Patents (i.e. sequences of patent moves) usually change very gradually, even though individual moves change abruptly. Change in patent move structure does sometime plateau and the rate of change does sometimes change, but overall the change is clearly gradual. So therefore it would seem that despite the abruptness, the individual moves fall in and out of usage at different points in time, leading to gradual overall change.
So in general, it would appear that these results support a gradual evolution theory of patent move structure evolution, but also that somewhat counter-intuitively this gradual overall evolution is driven by very sudden changes at the individual move level.
That connection is surprising and doesn’t like it should necessarily be the case: a bunch of gradually change in the use of individual move usage would presumably result in a gradual overall change as well.
What is remarkable is that given these abrupt changes on the individual move level do not result (pretty much ever) in abrupt changes on the overall move sequence level. It seems like there are external pressures here (e.g. functional pressure to have patents change in response to technological and legal changes while still keeping patents comprehensible and consistent) to make abrupt changes but not make too many abrupt changes at once.
The main limitation right now is that we are only looking at one patent per year. Specifically, would the abrupt individual move changes hold if we had multiple patents per year? We’d probably see something more gradual within years, but the consistency of the result over so many different moves right now suggests nothing major would change.
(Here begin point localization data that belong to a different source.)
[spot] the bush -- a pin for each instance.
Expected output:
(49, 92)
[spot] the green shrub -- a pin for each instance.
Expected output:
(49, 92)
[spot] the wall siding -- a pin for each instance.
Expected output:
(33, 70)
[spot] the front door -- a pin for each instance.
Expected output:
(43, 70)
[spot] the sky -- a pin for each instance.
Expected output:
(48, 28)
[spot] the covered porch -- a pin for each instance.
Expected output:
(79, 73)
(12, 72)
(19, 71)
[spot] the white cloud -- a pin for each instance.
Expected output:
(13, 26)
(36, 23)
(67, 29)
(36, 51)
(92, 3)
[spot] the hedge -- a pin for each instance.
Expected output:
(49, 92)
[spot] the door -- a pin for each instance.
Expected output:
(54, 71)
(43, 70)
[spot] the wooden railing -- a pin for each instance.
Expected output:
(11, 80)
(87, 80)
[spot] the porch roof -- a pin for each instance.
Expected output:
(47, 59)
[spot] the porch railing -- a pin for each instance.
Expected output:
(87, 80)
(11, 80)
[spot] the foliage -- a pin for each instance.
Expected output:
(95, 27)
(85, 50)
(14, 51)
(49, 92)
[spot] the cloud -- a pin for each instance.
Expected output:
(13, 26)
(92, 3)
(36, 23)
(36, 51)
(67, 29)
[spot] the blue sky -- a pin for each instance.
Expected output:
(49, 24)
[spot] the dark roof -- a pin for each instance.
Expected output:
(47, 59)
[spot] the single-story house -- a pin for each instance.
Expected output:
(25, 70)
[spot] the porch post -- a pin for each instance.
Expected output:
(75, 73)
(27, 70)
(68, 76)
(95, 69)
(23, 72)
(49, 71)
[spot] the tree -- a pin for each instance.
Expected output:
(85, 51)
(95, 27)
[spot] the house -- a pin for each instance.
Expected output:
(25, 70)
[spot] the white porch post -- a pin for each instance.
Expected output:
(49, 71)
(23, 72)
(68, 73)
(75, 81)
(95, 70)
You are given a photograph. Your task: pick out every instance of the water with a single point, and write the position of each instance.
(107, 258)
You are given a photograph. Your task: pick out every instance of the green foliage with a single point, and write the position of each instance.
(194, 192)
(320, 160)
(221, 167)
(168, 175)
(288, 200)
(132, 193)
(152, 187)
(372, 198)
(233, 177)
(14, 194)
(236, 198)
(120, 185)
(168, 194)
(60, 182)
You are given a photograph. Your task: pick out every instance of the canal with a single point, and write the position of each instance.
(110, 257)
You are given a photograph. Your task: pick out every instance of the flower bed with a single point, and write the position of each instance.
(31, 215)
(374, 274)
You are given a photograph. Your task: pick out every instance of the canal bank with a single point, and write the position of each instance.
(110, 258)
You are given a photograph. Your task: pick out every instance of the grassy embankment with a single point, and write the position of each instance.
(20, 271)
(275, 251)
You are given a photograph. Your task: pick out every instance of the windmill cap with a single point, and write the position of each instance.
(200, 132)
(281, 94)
In addition to including more patents per year, which would lead to some fairly major changes in the analysis presented in this document. there are lots of additional analysis that can be done:
Look at how the position of individual moves changes over time. Right now the individual move analysis ignores position. So it would be interesting to see, for example, if the position of moves tend to change early or late in their life cycles.
Do a multiple correspondence analysis of the binary move matrix. That would give us back a result a lot like a Biber-style MDA analysis – a series of Dimensions identifying moves that tend to occur together (or tend not to occur together) in the same patent (ignoring order). We could then plot these over time.
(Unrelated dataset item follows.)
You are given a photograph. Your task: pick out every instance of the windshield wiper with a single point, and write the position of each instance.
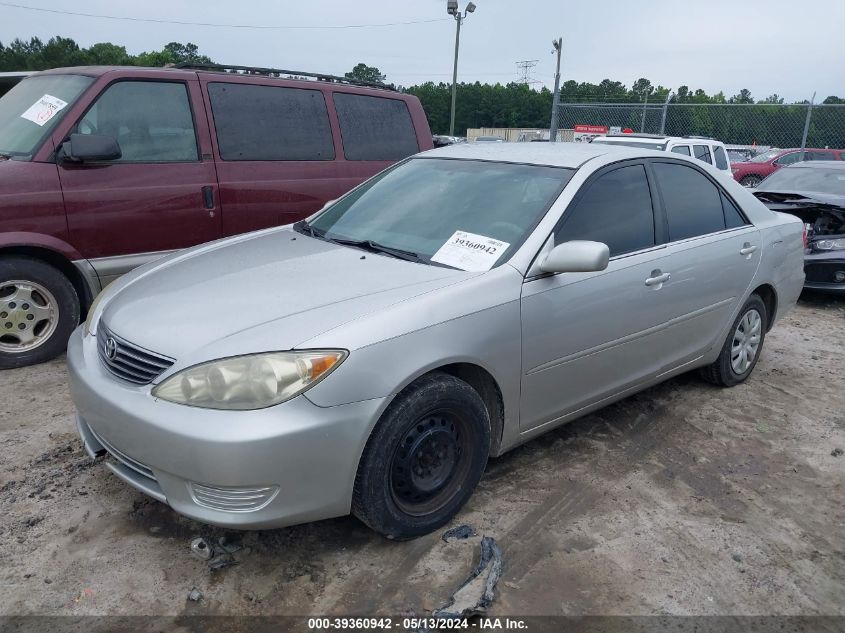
(375, 247)
(303, 227)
Look at n-grams of move sequences and repeat the analyses in Section 4.2, as well as multiple correspondence analysis described above.
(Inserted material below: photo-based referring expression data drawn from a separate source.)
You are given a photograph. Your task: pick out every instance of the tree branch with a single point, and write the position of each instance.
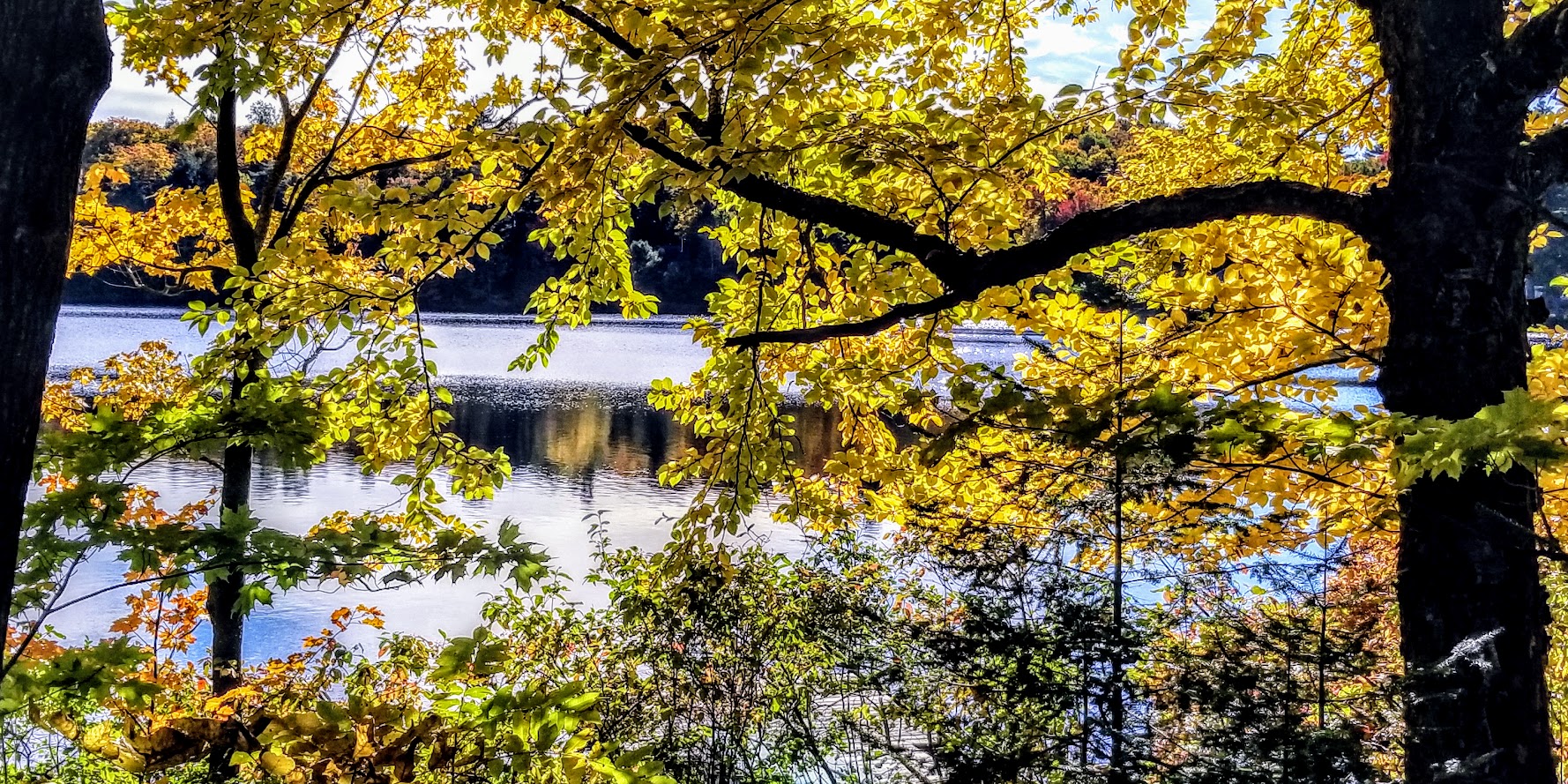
(1535, 56)
(1189, 207)
(869, 326)
(229, 187)
(1052, 251)
(943, 258)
The multivariate analysis can be refined in various ways, including the visualisations and interpretation. The clusters should be plotted onto the MDS graph, and the clustering of years in both analyses should be explored. The cluster analysis could also be done in some way that guarantees that clusters don’t overlap temporally (perhaps see the work by Gries and Hilpert)?